Namjoshi, A., Kienle, A., & Ramkrishna, D. (2002). Steady state multiplicity in bioreactors: bifurcation analysis of cybernetic models. In 17th Symposium on Chemical Reaction Engineering ISCRE 17 (pp. 1-6).


Cite as: http://hdl.handle.net/11858/00-001M-0000-0013-A106-F
Abstract
Biological systems have an additional level of complexity compared to other chemical systems because of the effects of metabolic regulation. Such regulation in the form of control of enzyme synthesis and activity leads to nonlinear behavior in bioreactors.
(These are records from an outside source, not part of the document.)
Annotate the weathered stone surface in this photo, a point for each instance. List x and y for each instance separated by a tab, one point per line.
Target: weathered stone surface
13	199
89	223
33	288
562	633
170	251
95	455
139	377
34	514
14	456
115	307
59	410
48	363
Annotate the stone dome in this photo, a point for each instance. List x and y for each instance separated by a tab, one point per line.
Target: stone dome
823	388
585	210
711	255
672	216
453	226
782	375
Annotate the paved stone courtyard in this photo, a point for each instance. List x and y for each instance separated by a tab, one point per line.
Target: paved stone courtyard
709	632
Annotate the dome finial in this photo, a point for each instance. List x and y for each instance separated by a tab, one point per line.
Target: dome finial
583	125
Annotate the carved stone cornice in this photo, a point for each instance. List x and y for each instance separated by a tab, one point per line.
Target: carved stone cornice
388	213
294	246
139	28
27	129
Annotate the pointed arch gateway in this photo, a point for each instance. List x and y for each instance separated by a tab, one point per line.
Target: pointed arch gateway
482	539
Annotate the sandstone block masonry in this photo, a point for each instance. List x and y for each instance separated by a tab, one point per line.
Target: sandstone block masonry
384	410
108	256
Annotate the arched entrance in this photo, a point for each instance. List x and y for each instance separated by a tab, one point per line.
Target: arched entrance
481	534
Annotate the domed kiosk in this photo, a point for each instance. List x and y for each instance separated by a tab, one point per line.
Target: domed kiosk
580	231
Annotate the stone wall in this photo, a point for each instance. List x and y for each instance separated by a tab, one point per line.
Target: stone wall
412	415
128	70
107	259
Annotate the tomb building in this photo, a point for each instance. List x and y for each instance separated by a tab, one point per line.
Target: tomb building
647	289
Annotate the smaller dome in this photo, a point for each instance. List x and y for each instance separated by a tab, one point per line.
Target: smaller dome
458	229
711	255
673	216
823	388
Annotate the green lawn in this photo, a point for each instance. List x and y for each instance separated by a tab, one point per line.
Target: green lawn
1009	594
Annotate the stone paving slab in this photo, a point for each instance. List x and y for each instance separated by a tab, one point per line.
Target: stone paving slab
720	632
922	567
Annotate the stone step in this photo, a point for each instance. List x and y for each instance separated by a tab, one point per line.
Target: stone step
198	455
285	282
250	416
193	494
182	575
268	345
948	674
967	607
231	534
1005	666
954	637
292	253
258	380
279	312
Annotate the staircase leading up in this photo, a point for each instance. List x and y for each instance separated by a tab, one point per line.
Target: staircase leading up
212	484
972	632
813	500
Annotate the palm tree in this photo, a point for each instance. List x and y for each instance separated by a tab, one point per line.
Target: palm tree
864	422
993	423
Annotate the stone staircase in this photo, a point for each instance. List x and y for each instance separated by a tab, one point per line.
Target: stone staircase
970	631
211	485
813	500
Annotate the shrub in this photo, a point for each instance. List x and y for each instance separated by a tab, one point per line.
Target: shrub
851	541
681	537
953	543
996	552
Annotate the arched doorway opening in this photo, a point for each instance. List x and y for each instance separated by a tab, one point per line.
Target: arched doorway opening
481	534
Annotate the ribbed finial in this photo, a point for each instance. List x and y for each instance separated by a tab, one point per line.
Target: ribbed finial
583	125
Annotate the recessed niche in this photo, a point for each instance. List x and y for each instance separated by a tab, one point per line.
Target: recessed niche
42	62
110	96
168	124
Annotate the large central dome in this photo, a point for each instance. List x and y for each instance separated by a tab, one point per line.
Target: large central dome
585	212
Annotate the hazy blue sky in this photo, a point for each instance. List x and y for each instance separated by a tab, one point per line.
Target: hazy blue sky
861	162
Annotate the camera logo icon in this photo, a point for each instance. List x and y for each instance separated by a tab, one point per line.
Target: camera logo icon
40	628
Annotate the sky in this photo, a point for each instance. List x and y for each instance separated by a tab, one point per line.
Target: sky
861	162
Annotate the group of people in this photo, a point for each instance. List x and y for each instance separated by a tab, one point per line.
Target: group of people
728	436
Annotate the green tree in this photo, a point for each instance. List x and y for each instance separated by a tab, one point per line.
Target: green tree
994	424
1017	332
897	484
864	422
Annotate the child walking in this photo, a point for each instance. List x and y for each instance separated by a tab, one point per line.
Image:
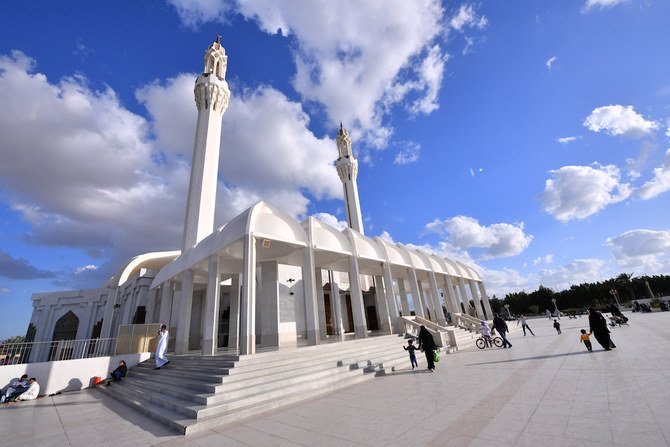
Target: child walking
412	357
584	338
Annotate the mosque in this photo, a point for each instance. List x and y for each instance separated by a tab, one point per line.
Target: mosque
264	279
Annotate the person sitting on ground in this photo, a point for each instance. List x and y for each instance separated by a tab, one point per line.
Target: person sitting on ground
26	394
118	373
486	332
14	385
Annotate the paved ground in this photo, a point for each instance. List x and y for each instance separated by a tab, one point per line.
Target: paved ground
545	391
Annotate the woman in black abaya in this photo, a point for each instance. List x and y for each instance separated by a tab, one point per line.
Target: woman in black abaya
598	326
428	344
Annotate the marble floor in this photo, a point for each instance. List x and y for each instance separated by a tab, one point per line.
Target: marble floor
547	390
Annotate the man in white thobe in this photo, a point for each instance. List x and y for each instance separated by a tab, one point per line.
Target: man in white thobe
161	349
32	392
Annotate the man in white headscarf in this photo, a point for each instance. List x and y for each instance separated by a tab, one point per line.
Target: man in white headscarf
161	349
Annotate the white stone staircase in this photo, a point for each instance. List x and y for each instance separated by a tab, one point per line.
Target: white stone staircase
195	392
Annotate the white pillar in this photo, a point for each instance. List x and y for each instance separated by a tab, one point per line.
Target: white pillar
185	307
320	300
166	304
311	305
105	332
248	299
475	298
382	306
419	308
336	303
268	306
404	301
211	332
357	305
435	294
391	302
487	303
234	319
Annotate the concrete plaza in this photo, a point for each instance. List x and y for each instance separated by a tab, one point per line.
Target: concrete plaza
545	391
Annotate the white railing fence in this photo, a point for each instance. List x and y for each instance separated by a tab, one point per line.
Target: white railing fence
49	351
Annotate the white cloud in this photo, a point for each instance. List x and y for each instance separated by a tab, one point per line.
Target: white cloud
86	268
566	140
645	250
111	179
660	183
602	4
550	62
467	17
618	120
547	259
577	192
356	62
409	153
498	240
331	220
194	12
576	272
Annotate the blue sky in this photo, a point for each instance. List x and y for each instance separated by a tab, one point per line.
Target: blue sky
529	139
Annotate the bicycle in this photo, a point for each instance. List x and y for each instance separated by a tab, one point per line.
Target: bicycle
495	341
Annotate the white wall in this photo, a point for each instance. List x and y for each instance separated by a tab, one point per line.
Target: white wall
68	375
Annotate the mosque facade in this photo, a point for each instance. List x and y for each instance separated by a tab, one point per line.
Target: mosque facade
264	279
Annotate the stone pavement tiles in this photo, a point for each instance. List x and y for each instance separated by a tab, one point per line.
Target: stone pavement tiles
546	390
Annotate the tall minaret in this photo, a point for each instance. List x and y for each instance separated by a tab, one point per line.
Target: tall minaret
347	168
211	99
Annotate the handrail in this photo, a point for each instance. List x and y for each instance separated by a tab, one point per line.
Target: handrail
49	351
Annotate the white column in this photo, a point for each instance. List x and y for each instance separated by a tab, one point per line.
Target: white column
311	305
435	293
234	319
166	304
185	307
248	299
268	306
390	299
211	332
475	298
404	301
419	308
318	284
487	303
105	332
336	303
382	306
357	305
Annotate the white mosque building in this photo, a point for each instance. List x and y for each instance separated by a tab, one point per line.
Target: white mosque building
264	279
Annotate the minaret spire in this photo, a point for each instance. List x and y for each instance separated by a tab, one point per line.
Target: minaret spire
347	169
211	98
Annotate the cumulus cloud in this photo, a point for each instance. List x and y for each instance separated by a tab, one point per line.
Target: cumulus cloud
195	12
117	181
644	249
618	120
577	192
550	62
19	268
331	220
566	140
409	153
497	240
601	4
660	183
576	272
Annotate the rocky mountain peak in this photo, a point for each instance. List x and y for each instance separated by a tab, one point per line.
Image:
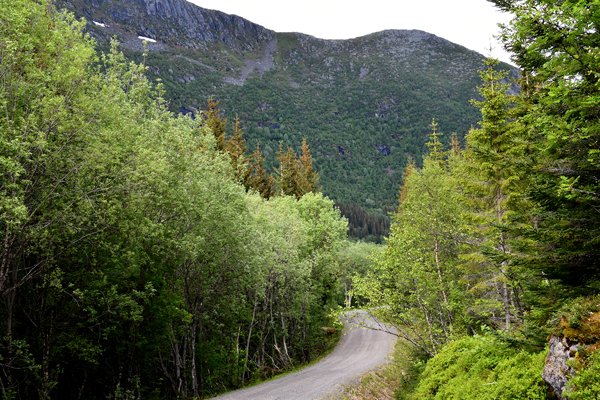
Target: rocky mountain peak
176	22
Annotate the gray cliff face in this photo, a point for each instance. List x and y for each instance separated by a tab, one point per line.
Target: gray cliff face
556	369
176	22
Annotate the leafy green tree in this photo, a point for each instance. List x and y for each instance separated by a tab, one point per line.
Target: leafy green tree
416	283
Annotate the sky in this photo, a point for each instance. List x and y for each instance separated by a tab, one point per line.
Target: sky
471	23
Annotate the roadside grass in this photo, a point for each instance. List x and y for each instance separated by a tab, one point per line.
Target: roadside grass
330	342
395	380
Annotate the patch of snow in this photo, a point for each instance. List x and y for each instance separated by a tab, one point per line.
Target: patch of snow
147	39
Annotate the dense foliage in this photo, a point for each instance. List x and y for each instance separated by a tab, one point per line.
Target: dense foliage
490	244
134	262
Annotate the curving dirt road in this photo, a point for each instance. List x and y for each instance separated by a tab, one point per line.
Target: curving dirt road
360	350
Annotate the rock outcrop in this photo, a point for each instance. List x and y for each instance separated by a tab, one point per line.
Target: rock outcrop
557	370
176	22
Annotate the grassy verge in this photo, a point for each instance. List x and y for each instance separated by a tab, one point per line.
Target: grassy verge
393	381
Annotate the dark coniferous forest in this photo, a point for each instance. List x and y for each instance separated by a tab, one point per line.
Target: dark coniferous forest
147	254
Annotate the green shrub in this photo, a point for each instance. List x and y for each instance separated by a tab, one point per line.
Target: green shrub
482	367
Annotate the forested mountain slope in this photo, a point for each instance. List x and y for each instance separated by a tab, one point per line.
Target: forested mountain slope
365	104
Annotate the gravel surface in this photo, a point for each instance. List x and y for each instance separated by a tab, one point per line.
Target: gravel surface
360	350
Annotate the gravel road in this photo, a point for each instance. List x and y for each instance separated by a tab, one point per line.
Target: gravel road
360	350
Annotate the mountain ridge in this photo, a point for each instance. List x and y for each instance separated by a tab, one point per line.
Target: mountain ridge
364	104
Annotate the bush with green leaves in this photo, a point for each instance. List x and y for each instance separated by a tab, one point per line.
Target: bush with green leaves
482	367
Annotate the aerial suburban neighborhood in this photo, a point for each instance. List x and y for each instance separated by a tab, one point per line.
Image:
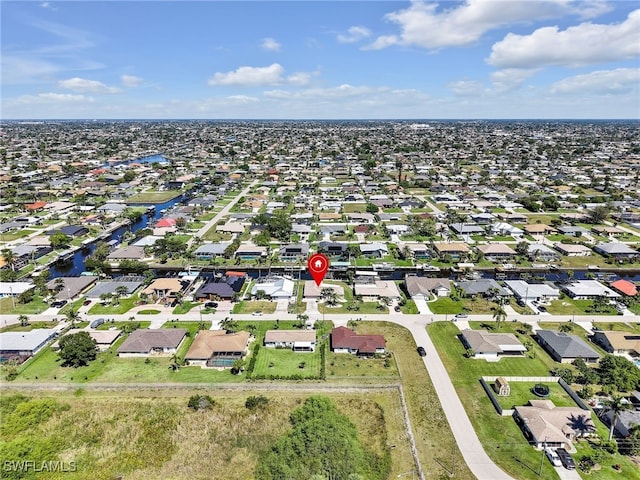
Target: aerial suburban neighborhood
480	315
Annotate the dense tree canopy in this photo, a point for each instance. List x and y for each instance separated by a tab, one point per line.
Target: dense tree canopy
322	444
77	350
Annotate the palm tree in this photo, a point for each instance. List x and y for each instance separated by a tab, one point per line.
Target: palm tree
616	405
499	315
10	258
73	316
24	320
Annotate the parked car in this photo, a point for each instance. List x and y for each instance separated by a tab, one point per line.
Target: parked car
97	322
553	457
566	459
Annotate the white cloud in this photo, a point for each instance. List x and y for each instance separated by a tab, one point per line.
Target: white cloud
465	87
250	76
270	44
422	25
53	98
510	78
601	82
261	76
82	85
355	34
131	80
576	46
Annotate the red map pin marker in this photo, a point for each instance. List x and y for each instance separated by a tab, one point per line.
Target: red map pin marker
318	265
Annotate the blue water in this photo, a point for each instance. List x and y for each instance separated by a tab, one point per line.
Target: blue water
75	267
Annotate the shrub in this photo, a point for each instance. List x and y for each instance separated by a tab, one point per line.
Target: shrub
256	401
201	402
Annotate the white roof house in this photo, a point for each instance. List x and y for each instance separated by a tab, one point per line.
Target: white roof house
532	291
584	289
275	287
25	343
13	289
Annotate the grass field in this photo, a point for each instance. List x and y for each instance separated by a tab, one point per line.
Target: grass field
521	394
250	306
501	437
153	197
154	435
287	363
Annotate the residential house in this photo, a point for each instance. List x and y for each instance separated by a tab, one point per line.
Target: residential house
546	425
533	292
293	252
22	345
209	251
377	290
484	287
616	250
455	250
538	252
423	287
492	346
274	287
573	249
296	340
618	342
146	342
218	349
248	251
496	251
625	287
345	340
374	250
565	348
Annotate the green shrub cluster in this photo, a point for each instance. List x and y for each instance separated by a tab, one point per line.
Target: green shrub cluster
322	444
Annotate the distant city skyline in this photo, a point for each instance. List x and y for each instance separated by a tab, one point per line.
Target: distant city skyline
480	59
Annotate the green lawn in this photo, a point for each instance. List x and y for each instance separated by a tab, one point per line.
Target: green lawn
350	366
16	327
521	394
123	306
250	306
569	306
11	306
287	363
501	437
153	197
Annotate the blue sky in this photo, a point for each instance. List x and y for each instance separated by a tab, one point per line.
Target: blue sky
322	59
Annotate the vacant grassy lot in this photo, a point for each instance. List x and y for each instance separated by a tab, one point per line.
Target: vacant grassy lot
151	435
153	197
250	306
521	394
16	327
344	365
287	363
11	306
501	437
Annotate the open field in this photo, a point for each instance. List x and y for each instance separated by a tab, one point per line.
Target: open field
287	363
501	437
154	435
153	197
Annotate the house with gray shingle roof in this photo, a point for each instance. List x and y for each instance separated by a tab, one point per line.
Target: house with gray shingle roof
565	348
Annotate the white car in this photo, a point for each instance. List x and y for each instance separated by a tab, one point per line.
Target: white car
553	457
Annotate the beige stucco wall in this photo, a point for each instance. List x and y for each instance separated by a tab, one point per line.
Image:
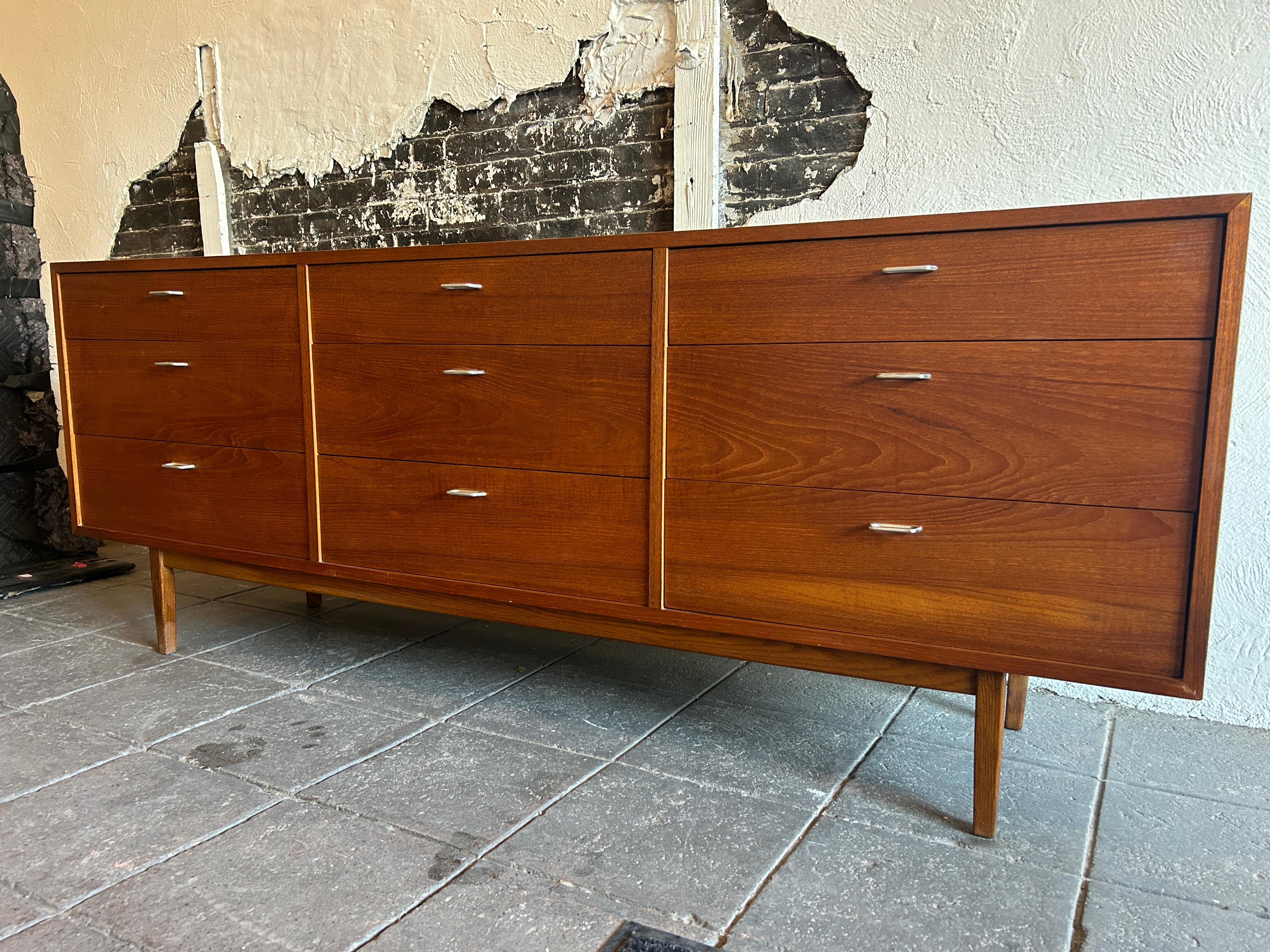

Mathematical models that take into account these control mechanisms can be very successful in capturing the peculiarities of bioreactors such as multiple steady states and periodic phenomena. Cybernetic models, which are extremely suitable for this task model expression and activation of enzymes by the use of cybernetic control variables and have been used to explain multiplicities in hybridoma reactors. In particular, the cybernetic model of Namjoshi et al. (2002) has been able to predict the transition from batch and fed-batch to continuous culture in hybridoma experiments of Europa et al. The multiple steady states that result, vary widely in the concentration of cell mass and waste metabolites. The model captures the multiplicity of steady states for the hybridoma reactors. The bifurcation analysis of such models reveals the steady state behavior under a range of operating conditions and can be used to plan bioreactor operation to get the desired staedy states for maximum productivity.